If you are familiar with jQuery you might want to check out pQuery, which makes this very easy:
## print every <h2> tag in page
use pQuery;
pQuery("http://google.com/search?q=pquery")
->find("h2")
->each(sub {
my $i = shift;
print $i + 1, ") ", pQuery($_)->text, "\n";
});
There's also HTML::DOM.
Whatever you do, though, don't use regular expressions for this.
I have used HTML Table Extract in the past. I personally find it a bit clumsy to use, but maybe I did not understand the object model well. I usually use this part of the manual to examine the data:
use HTML::TableExtract;
$te = HTML::TableExtract->new();
$te->parse($html_string);
# Examine all matching tables
foreach $ts ($te->tables) {
print "Table (", join(',', $ts->coords), "):\n";
foreach $row ($ts->rows) {
print join(',', @$row), "\n";
}
}`
I use LWP::UserAgent for most of my screen scraping needs. You can also Couple that with HTTP::Cookies if you need Cookies support.
Here's a simple example on how to get source.
use LWP;
use HTTP::Cookies;
my $cookie_jar = HTTP::Cookies->new;
my $browser = LWP::UserAgent->new;
$browser->cookie_jar($cookie_jar);
$resp = $browser->get("https://www.stackoverflow.com");
if($resp->is_success) {
# Play with your source here
$source = $resp->content;
$source =~ s/^.*<table>/<table>/i; # this is just an example
print $source; # not a solution to your problem.
}
Although I've generally done this with LWP/LWP::Simple, the current 'preferred' module for any sort of webpage scraping in Perl is WWW::Mechanize.
If you're familiar with XPath, you can also use HTML::TreeBuilder::XPath. And if you're not... well you should be ;--)
For similar Stackoverflow questions have a look at....
- How can I extract URLs from a web page in Perl
- How can I extract XML of a website and save in a file using Perl’s LWP?

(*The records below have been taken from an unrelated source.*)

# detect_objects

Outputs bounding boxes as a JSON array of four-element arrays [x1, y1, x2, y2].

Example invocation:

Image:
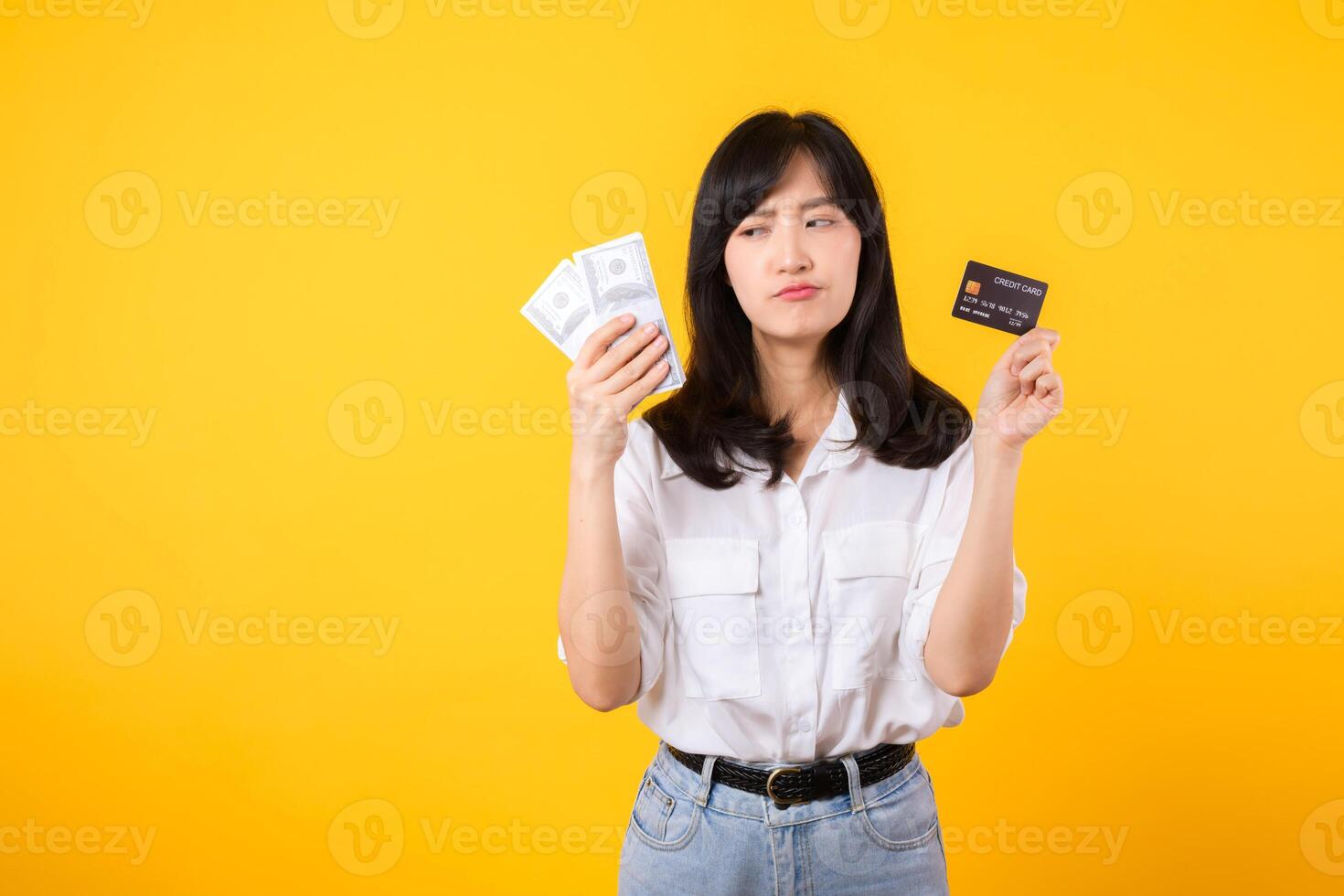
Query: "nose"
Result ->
[[775, 215, 812, 274]]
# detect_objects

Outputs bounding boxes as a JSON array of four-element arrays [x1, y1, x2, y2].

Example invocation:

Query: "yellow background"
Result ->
[[0, 0, 1344, 893]]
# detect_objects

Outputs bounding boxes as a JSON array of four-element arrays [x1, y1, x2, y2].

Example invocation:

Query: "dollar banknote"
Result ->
[[523, 232, 686, 395], [523, 258, 597, 361], [574, 232, 686, 395]]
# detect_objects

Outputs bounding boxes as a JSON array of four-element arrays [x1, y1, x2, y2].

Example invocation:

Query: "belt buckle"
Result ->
[[764, 765, 807, 808]]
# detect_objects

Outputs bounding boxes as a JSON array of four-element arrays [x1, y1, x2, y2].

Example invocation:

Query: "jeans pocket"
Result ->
[[629, 764, 701, 849], [860, 763, 941, 849]]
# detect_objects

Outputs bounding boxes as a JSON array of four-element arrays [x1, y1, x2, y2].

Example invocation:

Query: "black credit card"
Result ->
[[952, 262, 1050, 333]]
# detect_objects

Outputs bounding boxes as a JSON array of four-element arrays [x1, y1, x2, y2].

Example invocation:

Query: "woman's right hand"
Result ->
[[566, 315, 668, 472]]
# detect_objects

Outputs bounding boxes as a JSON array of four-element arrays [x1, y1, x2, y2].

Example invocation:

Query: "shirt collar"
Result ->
[[660, 387, 860, 482]]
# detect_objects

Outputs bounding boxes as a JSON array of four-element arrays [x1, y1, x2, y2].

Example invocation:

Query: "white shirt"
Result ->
[[557, 389, 1027, 763]]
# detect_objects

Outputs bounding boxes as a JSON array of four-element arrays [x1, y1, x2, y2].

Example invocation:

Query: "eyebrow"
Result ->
[[743, 197, 836, 220]]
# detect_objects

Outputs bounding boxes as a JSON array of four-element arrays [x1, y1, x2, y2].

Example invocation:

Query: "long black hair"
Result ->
[[644, 109, 972, 489]]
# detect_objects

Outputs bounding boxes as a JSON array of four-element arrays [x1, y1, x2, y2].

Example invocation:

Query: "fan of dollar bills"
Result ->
[[523, 232, 686, 395]]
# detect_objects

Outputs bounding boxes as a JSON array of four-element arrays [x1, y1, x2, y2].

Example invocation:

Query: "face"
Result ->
[[724, 153, 861, 343]]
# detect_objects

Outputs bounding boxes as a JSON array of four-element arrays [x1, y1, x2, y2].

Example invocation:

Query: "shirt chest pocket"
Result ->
[[666, 538, 761, 699], [821, 520, 923, 690]]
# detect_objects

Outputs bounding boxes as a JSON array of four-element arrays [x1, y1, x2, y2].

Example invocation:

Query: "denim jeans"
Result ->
[[617, 741, 947, 896]]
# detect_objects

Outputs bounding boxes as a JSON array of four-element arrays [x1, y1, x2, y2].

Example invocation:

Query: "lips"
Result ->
[[774, 283, 818, 301]]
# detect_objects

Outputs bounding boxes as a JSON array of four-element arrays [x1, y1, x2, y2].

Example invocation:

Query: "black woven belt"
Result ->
[[668, 743, 915, 808]]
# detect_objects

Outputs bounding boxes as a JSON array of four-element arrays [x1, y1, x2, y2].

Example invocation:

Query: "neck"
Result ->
[[752, 332, 836, 426]]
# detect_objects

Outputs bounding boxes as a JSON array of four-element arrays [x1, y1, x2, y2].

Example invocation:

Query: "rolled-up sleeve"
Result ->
[[898, 439, 1027, 679], [555, 419, 671, 702]]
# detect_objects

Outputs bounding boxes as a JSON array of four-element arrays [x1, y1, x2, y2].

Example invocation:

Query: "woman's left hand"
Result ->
[[976, 326, 1064, 452]]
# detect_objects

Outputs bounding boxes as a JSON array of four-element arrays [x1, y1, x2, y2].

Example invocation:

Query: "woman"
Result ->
[[558, 112, 1063, 893]]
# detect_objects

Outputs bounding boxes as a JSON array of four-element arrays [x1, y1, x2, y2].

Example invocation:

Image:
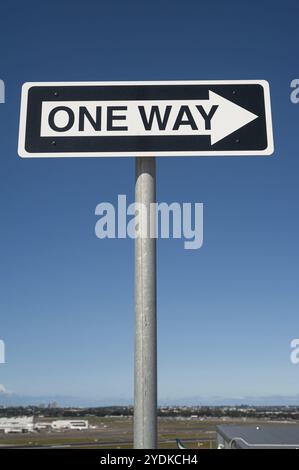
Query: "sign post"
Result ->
[[18, 80, 274, 449], [134, 157, 157, 449]]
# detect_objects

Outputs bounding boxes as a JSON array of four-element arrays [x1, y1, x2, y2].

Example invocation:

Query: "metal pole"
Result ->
[[134, 157, 157, 449]]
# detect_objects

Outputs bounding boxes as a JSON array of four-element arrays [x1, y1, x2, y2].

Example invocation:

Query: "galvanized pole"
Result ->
[[134, 157, 157, 449]]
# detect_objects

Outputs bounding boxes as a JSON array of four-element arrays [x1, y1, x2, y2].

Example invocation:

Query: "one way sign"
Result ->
[[19, 80, 273, 157]]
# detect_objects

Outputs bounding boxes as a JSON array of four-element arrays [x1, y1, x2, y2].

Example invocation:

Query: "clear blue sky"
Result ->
[[0, 0, 299, 401]]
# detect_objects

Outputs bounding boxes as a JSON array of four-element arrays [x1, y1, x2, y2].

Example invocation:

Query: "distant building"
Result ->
[[51, 419, 88, 431], [217, 424, 299, 449], [0, 416, 34, 434]]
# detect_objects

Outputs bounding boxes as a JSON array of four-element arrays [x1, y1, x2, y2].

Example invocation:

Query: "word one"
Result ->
[[18, 80, 274, 158]]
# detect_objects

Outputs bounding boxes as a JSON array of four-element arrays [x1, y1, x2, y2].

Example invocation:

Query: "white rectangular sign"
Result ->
[[19, 80, 273, 157]]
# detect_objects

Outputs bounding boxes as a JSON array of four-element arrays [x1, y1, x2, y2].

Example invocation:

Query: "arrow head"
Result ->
[[209, 91, 258, 145]]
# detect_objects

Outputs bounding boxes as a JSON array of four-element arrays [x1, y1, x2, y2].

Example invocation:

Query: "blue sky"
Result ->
[[0, 0, 299, 401]]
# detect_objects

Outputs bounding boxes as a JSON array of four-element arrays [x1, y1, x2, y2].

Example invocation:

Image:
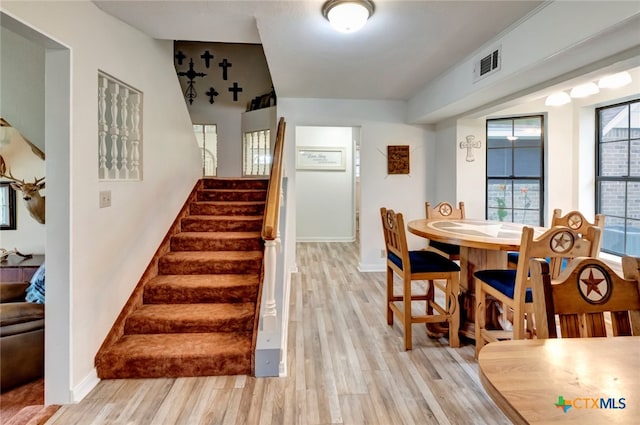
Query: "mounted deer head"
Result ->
[[0, 156, 46, 224]]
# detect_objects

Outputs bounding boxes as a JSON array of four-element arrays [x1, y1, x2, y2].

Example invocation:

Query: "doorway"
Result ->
[[295, 126, 360, 242]]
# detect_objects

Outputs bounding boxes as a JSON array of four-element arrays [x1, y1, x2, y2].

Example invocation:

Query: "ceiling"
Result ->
[[94, 0, 544, 100]]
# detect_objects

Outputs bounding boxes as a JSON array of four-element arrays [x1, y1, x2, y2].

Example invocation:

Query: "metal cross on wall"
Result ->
[[460, 135, 482, 162], [200, 50, 214, 68], [178, 58, 208, 105], [205, 87, 219, 105], [229, 82, 242, 102], [218, 59, 232, 80]]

I do like using pQuery for things like this however Web::Scraper does look interesting.
/I3az/
I don't mean to drag up a dead thread but anyone googling across this thread should also checkout WWW::Scripter - 'For scripting web sites that have scripts'
happy remote data aggregating ;)
Take a look at the magical Web::Scraper, it's THE tool for web scraping.